Functions of Gtf2i and Gtf2ird1 in the developing brain: transcription, DNA-binding, and long term behavioral consequences

Abstract

AbstractGtf2ird1 and Gtf2i may mediate aspects of the cognitive and behavioral phenotypes of Williams Syndrome (WS) – a microdeletion syndrome encompassing these transcription factors (TFs). Knockout mouse models of each TF show behavioral phenotypes. Here we identify their genomic binding sites in the developing brain, and test for additive effects of their mutation on transcription and behavior. Both TFs target constrained chromatin modifier and synaptic protein genes, including a significant number of ASD genes. They bind promoters, strongly overlap CTCF binding and TAD boundaries, and moderately overlap each other, suggesting epistatic effects.
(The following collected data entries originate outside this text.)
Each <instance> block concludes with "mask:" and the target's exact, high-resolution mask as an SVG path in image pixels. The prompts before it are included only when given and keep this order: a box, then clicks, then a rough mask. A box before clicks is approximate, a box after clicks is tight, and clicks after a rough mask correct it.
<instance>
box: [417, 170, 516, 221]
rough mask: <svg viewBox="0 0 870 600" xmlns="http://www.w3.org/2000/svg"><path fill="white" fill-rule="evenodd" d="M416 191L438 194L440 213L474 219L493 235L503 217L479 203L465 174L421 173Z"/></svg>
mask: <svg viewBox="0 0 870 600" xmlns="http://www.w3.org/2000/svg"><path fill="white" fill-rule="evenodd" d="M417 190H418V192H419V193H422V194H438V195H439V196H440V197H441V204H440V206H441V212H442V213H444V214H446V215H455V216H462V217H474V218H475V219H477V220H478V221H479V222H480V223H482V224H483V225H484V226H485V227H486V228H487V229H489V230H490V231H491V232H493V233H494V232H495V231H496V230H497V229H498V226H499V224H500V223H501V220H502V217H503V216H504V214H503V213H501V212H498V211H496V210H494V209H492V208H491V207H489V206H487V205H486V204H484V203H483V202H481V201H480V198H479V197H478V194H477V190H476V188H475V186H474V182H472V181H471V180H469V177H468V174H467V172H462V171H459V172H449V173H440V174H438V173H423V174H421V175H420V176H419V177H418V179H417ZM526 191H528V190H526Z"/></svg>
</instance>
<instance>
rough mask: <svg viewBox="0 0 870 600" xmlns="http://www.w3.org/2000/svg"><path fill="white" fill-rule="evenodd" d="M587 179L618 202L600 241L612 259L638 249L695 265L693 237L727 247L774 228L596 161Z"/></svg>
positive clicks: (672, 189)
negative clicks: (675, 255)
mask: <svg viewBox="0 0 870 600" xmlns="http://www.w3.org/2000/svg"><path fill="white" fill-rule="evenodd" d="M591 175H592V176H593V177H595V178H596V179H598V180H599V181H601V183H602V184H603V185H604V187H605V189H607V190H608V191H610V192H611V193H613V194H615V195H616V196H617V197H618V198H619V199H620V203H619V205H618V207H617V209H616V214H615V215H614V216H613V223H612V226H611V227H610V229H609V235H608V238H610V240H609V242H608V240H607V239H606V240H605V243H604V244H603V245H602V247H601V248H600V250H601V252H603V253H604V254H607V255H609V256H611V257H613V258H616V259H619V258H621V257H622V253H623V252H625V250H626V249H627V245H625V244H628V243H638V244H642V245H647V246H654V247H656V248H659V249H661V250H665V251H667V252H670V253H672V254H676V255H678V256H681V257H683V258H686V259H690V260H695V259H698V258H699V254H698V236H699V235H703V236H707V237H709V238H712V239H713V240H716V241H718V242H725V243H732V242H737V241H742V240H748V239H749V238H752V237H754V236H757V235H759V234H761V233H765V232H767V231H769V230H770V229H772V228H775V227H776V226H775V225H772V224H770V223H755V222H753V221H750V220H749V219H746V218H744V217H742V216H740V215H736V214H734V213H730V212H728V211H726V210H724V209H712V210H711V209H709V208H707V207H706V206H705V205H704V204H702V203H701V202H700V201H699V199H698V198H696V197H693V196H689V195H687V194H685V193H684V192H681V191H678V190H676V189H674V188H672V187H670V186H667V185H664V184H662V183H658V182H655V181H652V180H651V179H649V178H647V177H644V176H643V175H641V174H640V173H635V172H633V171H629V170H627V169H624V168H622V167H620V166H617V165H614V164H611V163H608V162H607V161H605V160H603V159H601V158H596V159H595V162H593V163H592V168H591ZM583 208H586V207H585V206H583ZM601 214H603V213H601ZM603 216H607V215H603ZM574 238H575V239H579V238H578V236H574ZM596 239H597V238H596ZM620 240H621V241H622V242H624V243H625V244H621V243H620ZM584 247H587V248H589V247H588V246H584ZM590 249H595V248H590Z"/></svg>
We used single and double mutants to test whether mutating both TFs will modify transcriptional and behavioral phenotypes of single Gtf2ird1 mutants. Despite little difference in DNA-binding and transcriptome-wide expression, Gtf2ird1 mutation caused balance, marble burying, and conditioned fear phenotypes. However, mutating Gtf2i in addition to Gtf2ird1 did not further modify transcriptomic or most behavioral phenotypes, suggesting Gtf2ird1 mutation alone is sufficient.